Note: By default Windows Domains take their time from the PDC emulator, carry this procedure out on that server!
Open an elevated command prompt and execute the following commands (the Cisco device IP is shown in red, change accordingly);
[box]
w32tm /config /manualpeerlist:"123.123.123.148",0x8 /syncfromflags:MANUAL net stop "windows time" net start "windows time" w32tm /resync Note: If you want to specify TWO Cisco devices, use the following syntax w32tm /config /manualpeerlist:"123.123.123.148,123.123.123.149",0x8 /syncfromflags:MANUAL
[/box]
Now in the Servers System log, you should see the following two events logged.
Event ID 37
Log Name: System Source: Microsoft-Windows-Time-Service Date: 25/02/2015 22:33:19 Event ID: 37 Task Category: None Level: Information Keywords: User: LOCAL SERVICE Computer: 2012-DC-CA.petenetlive.com Description: The time provider NtpClient is currently receiving valid time data from 123.123.123.148, 0x8 (ntp.m|0x8|0.0.0.0:123->123.123.123.148:123).
Event ID 35
Log Name: System Source: Microsoft-Windows-Time-Service Date: 25/02/2015 22:21:17 Event ID: 35 Task Category: None Level: Information Keywords: User: LOCAL SERVICE Computer: 2012-DC-CA.petenetlive.com Description: The time service is now synchronizing the system time with the time source 123.123.123.148, 0x8 (ntp.m|0x8|0.0.0.0:123->123.123.123.148:123).

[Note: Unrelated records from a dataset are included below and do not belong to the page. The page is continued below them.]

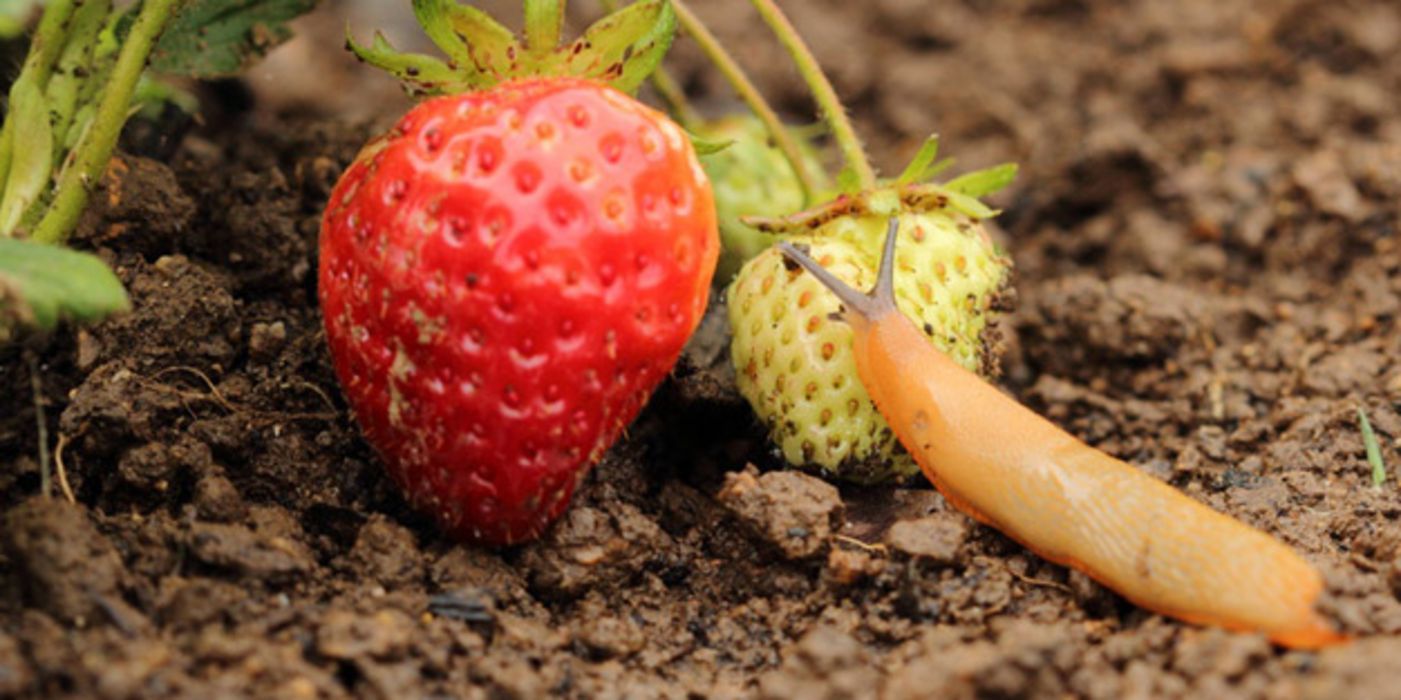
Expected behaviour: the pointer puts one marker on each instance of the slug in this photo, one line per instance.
(1009, 468)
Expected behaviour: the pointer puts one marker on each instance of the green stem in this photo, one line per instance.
(44, 51)
(675, 98)
(74, 65)
(544, 23)
(823, 93)
(93, 151)
(750, 94)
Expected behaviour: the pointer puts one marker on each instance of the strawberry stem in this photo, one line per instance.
(675, 98)
(44, 51)
(94, 149)
(823, 93)
(544, 21)
(744, 87)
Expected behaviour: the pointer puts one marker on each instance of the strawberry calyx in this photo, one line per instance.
(905, 193)
(619, 49)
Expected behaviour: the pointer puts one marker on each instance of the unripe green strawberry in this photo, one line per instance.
(793, 363)
(750, 178)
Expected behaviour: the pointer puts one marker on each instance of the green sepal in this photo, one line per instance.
(848, 181)
(708, 146)
(42, 284)
(478, 46)
(624, 48)
(621, 49)
(984, 182)
(544, 20)
(968, 205)
(14, 17)
(918, 167)
(421, 74)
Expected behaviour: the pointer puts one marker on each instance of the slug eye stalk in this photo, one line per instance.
(867, 305)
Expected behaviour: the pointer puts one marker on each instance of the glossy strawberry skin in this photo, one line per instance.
(506, 276)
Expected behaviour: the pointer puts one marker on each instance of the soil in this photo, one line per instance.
(1206, 244)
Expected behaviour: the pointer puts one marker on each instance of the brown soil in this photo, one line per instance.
(1209, 269)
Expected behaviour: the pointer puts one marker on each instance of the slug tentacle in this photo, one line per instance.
(880, 300)
(1003, 465)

Windows and Cisco NTP Problems and Errors
Event ID 47
Log Name: System Source: Microsoft-Windows-Time-Service Date: 25/02/2015 22:11:07 Event ID: 47 Task Category: None Level: Warning Keywords: User: LOCAL SERVICE Computer: 2012-DC-CA.petenetlive.com Description: Time Provider NtpClient: No valid response has been received from manually configured peer 123.123.123.148 after 8 attempts to contact it. This peer will be discarded as a time source and NtpClient will attempt to discover a new peer with this DNS name. The error was: The peer is unreachable.

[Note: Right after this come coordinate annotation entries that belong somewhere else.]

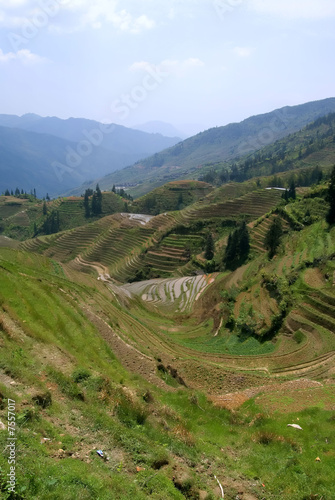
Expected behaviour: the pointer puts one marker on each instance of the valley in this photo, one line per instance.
(177, 334)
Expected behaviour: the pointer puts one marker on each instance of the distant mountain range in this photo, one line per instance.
(60, 156)
(219, 144)
(158, 127)
(55, 155)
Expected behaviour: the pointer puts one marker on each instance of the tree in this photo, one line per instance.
(99, 200)
(273, 236)
(331, 199)
(94, 206)
(209, 249)
(291, 191)
(45, 209)
(87, 204)
(244, 243)
(238, 247)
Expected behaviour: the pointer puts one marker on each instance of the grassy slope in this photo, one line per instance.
(18, 216)
(166, 444)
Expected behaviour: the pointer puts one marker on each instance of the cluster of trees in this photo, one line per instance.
(93, 206)
(121, 192)
(20, 193)
(331, 199)
(273, 236)
(51, 224)
(238, 247)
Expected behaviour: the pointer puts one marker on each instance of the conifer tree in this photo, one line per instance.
(331, 199)
(273, 236)
(87, 204)
(209, 250)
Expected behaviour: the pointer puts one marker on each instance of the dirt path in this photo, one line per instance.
(132, 359)
(293, 388)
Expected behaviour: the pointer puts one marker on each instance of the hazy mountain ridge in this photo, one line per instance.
(84, 150)
(220, 144)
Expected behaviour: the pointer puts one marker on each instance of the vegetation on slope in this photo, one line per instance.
(73, 398)
(220, 144)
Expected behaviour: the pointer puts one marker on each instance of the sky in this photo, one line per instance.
(193, 63)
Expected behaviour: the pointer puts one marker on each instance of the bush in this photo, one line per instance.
(80, 374)
(298, 336)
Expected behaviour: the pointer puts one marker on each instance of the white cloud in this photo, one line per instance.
(75, 14)
(170, 66)
(243, 51)
(24, 56)
(297, 9)
(94, 14)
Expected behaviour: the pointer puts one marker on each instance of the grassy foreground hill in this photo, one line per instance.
(174, 396)
(139, 369)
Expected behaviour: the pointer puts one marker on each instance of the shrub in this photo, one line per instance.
(80, 374)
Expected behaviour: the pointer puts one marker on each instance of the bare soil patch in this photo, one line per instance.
(291, 396)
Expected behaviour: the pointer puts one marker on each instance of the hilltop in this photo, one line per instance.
(163, 354)
(220, 144)
(54, 155)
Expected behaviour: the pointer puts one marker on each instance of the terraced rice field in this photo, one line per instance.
(251, 205)
(178, 294)
(172, 252)
(258, 232)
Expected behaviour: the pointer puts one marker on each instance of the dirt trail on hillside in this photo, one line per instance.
(234, 400)
(132, 359)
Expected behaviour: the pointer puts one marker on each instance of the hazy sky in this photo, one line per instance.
(208, 62)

On your Cisco Device you will see debug output like so, (it will repeat 8 times);
[box]
Petes-Router#debug ntp all
NTP events debugging is on
NTP core messages debugging is on
NTP clock adjustments debugging is on
NTP reference clocks debugging is on
NTP packets debugging is on
Petes-Router#
000031: Feb 25 22:07:45.831: NTP message received from 123.123.123.151 on interface 'GigabitEthernet0/0' (123.123.123.148).

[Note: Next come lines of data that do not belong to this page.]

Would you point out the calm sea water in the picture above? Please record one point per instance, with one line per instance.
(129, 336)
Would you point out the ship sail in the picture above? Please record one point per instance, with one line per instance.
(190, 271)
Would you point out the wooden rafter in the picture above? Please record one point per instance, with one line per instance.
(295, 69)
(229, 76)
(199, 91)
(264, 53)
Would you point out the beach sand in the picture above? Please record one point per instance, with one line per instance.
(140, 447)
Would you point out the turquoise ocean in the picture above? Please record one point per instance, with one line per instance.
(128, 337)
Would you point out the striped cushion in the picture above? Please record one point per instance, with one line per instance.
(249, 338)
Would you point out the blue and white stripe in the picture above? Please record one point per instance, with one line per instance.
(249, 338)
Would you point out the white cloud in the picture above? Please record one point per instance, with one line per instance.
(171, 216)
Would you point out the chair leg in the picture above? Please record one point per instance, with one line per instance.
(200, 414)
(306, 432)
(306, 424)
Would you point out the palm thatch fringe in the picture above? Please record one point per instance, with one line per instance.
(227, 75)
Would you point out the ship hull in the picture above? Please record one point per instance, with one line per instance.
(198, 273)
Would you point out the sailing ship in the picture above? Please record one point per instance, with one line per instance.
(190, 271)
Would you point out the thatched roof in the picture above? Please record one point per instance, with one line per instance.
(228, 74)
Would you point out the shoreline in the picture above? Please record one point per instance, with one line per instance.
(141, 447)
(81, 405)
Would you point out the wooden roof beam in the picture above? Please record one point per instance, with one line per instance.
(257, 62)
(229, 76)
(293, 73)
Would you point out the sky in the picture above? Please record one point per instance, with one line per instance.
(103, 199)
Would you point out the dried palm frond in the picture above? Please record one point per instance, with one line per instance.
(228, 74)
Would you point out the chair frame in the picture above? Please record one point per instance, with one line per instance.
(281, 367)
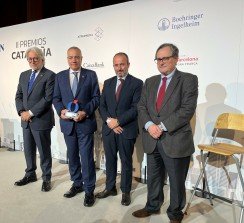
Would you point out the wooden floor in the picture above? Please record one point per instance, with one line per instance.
(28, 204)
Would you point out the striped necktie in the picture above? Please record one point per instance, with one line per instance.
(31, 81)
(75, 83)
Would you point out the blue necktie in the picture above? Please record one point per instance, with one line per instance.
(75, 83)
(31, 81)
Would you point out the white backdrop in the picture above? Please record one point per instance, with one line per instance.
(209, 34)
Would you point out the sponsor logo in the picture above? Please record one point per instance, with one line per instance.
(93, 65)
(163, 24)
(1, 47)
(97, 34)
(185, 60)
(39, 42)
(180, 22)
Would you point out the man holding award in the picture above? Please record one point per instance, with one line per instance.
(76, 97)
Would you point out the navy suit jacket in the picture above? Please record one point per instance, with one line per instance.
(178, 107)
(87, 95)
(125, 110)
(39, 100)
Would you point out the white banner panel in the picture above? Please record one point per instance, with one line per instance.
(210, 37)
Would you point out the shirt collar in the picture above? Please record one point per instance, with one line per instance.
(170, 75)
(122, 77)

000032: Feb 25 22:07:45.835: NTP Core(DEBUG): ntp_receive: message received
000033: Feb 25 22:07:45.835: NTP Core(DEBUG): ntp_receive: peer is 0x67A57898, next action is 1.
Petes-Router#
000034: Feb 25 22:07:54.967: NTP message received from 123.123.123.151 on interface 'GigabitEthernet0/0' (123.123.123.148).
000035: Feb 25 22:07:54.967: NTP Core(DEBUG): ntp_receive: message received
000036: Feb 25 22:07:54.971: NTP Core(DEBUG): ntp_receive: peer is 0x67A57898, next action is 1.
Petes-Router#
[/box]
Causes:
This is a pretty generic error, but in this case, one of the following situations can cause this;
1. UDP Port 123 is blocked between Windows and the Cisco NTP device.
2. The Cisco NTP device has not synchronised form a reliable NTP source.
3. The stratum of the Cisco NTP device is to high.
4. Windows is attempting to sync time using ‘Symmetric Active Mode NTP‘ See my comments above.